Question

A metal crystallizes into two cubic phases, face centered cubic (FCC) and body centered cubic (BCC), whose unit cell length are $4.5\stackrel{\circ }{\text{A}}$ and $3\stackrel{\circ }{\text{A}}$, respectively.

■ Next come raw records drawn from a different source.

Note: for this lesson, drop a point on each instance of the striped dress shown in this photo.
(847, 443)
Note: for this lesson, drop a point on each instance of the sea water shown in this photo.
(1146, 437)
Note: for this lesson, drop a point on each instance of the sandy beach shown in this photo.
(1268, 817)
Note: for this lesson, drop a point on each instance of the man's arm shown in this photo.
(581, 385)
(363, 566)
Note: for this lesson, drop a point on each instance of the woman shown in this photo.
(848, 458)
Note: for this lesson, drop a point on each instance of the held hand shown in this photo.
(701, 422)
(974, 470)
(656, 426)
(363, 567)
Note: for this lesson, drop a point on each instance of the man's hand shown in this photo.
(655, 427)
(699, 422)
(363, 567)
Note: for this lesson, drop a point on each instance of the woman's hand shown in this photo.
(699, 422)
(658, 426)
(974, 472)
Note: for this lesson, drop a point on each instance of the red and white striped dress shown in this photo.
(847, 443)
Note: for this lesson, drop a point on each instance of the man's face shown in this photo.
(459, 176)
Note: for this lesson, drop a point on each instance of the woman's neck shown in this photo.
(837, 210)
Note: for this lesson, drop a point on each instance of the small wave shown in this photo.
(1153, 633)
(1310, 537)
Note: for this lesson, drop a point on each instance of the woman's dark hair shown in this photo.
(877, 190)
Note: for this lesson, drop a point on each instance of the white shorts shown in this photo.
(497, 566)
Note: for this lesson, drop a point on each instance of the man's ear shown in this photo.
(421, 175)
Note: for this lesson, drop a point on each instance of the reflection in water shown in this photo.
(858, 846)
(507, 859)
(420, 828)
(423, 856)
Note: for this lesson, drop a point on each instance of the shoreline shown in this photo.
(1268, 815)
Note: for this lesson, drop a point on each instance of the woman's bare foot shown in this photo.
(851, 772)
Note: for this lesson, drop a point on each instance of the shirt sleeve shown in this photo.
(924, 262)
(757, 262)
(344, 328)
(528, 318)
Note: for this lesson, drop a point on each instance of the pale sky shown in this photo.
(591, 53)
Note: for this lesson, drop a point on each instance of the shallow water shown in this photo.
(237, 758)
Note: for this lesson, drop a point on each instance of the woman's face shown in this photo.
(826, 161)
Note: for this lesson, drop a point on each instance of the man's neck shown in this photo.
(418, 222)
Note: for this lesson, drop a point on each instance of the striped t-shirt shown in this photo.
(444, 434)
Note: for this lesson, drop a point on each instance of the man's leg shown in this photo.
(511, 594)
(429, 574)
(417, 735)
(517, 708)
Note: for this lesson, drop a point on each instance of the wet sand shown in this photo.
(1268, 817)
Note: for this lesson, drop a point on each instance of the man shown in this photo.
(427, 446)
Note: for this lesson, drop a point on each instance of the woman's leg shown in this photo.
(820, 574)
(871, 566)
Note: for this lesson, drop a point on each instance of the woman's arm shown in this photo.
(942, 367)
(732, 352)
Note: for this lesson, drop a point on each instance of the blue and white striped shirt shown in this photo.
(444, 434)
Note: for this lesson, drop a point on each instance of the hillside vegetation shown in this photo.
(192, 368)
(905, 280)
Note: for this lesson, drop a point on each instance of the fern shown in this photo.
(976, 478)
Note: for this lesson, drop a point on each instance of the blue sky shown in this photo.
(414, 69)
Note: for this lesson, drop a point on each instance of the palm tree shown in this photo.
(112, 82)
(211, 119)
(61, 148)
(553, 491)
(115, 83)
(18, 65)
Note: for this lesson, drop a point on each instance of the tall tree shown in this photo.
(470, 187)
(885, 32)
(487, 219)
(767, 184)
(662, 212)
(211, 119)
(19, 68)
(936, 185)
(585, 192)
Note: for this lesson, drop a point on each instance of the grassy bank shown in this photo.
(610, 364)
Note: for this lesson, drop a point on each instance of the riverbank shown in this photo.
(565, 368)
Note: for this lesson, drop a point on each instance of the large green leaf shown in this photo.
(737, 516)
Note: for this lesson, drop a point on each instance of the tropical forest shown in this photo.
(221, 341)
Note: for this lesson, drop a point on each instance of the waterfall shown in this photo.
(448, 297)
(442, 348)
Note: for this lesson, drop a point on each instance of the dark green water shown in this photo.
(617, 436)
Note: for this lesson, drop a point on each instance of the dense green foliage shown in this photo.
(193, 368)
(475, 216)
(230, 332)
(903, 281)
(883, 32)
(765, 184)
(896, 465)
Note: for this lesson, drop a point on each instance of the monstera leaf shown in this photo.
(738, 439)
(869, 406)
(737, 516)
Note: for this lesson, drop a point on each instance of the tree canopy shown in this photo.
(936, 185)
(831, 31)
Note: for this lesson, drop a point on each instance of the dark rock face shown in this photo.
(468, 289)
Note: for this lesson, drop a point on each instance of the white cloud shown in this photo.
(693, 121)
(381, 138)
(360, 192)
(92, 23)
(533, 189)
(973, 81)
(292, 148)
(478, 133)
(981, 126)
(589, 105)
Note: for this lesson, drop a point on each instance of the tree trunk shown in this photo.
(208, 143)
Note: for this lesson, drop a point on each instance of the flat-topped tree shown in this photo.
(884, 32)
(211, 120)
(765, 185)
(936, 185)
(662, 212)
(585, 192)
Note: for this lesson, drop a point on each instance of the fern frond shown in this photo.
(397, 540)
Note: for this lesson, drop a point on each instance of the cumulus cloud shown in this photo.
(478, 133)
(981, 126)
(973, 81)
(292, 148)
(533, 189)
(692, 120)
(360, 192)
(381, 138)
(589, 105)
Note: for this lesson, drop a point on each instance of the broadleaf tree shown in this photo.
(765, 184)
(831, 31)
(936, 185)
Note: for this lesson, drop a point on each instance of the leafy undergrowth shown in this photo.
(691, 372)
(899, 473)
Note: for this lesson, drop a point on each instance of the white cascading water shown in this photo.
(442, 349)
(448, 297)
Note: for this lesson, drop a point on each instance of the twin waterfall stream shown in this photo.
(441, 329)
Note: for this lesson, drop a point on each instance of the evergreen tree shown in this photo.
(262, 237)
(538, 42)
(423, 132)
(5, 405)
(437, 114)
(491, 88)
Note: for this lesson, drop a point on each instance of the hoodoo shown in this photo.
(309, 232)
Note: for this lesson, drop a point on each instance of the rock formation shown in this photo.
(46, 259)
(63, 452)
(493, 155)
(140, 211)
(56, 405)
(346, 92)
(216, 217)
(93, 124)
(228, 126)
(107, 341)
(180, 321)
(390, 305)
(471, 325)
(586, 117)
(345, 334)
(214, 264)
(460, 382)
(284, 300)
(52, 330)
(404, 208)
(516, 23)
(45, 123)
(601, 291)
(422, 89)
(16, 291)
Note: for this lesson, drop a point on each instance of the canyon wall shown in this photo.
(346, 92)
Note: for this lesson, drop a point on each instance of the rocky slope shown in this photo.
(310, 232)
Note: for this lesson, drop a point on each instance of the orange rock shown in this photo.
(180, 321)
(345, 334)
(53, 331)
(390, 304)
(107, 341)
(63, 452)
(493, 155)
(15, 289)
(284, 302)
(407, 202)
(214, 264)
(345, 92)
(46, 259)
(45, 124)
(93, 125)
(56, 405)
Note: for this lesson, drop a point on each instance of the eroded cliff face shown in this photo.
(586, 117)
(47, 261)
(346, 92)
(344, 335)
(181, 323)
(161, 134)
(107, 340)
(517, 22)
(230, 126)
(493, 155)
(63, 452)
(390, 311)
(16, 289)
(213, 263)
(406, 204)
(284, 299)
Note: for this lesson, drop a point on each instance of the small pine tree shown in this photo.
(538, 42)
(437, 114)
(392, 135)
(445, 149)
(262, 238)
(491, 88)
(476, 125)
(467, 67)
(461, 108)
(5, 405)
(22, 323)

Calculate the ratio of the densities of the BCC to the FCC lattice.

• A. $1.69$
• B. $2.66$
• C. $2.25$
• D. $1.25$

Answer 1

The correct option is A $1.69$

We know that, total number of atoms per unit cell of FCC is $4$ and total number of atoms per unit cell of BCC is $2$
$\text{So, density in FCC}=\frac{n_1\times \text{atomic weight}}{V_1\times N_A}$
Where, $V_1=\text{volume of unit cell}=a^3=(4.5\times {10}^{-8}{)}^3$
$\text{So, density in BCC}=\frac{n_2\times \text{atomic weight}}{V_2\times N_A}$
Where, $V_2=\text{volume of unit cell}=a^3=(3\times {10}^{-8}{)}^3$
Hence, $\frac{D_{BCC}}{D_{FCC}}=\frac{n_1\times V_2}{n_2\times V_1}=\frac{2\times (4.5\times {10}^{-8}{)}^3}{4\times (3\times {10}^{-8}{)}^3}=1.69$